Profiling Interpretation

Kwyjibo2010 · July 23, 2010, 6:07am

Hi,

I have written a quite straightforward Kernel to do Bayer pattern interpolation (see http://en.wikipedia.org/wiki/Bayer_pattern). Accesses to global memory have a high locality, that is why I chose the following design pattern:

Allocate data with cudaMallocPitch
Upload data with cudaMemcpy2D
Bind pitched memory to a texture
Run kernel on the texture using tex2D to fetch data
Write results directly to another piece of allocated pitched global memory
Download results with cudaMemcpy2D

When profiling the kernel, I get the following results:

GPU Time: 4166.11,
CPU Time: 4299.73,
Occupancy: 0.667,
Grid Size X: 40,
Grid Size Y: 30,
Block Size X: 16,
Block Size Y: 16,
Block Size Z: 1,
dyn Shared Memory per block: 0,
sat Shared Memory per block: 32,
registers per thread:14,
StreamID: 0,
mem Transfer Size:,
mem Transfer host Mem Type: 0,
branch: 81600,
divergent branch: 24000,
instructions: 1392032,
warp serialize: 0,
cta_launched: 1200,
gld_coalesced: 0,
gst_coalesced: 460800,
tex_cache hit: 1065579,
tex_cache miss: 9620

I have some problems interpreting the profiling results and to draw the correct conclusions, thats why I would ask you for help.

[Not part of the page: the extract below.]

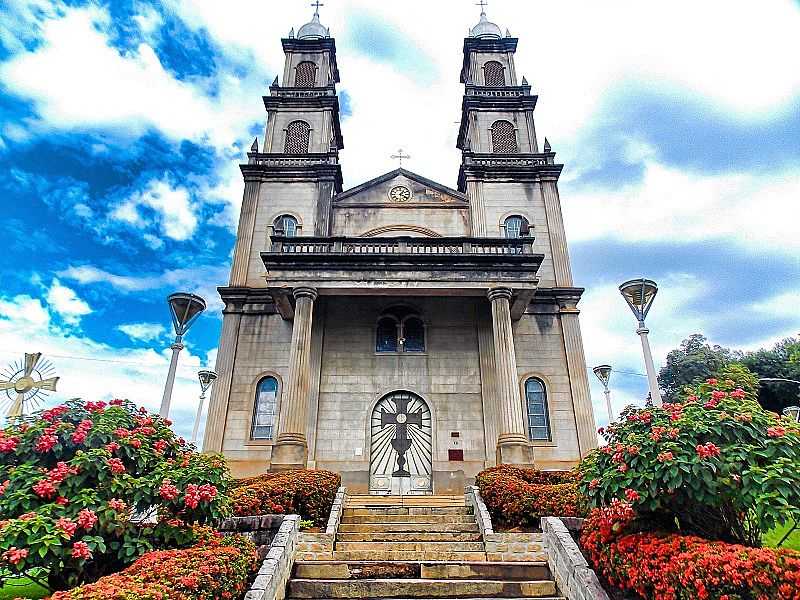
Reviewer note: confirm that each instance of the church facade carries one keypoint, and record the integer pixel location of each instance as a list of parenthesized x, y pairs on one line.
[(403, 333)]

Occupancy: Occupancy is quite low, but I don’t understand why. Using the occupancy calculator for devices of Compute Capability 1.2, 256 threads per block at 14 Regiters per thread gives me 100 % occupancy. What can I do to increase occupancy?
Branch and divergent branch: I think there is a possibility to optimize instruction throughput here by avoiding branching/coalescing branching with the warp borders, but what is the difference between branch and divergent branch?
What does cta_launched stand for?
My memory accesse to global memory seem to be coalesced quite well, but what is the difference betwenn gld_coalesced and gsd_coalesced?
The approach using the texture reference seems to work out quite well. I have read about another method, where data is ordered in a space filling curve (see http://forums.nvidia.com/lofiversion/index.php?t77482.html) to make texture fetches faster. Do you think this would be helpful to further decrease execution time?

Thanks in advance,

Kwyjibo

Kwyjibo2010 · July 30, 2010, 2:39pm

No ideas how to improve my kernel? Or is the question too exhaustive or simple?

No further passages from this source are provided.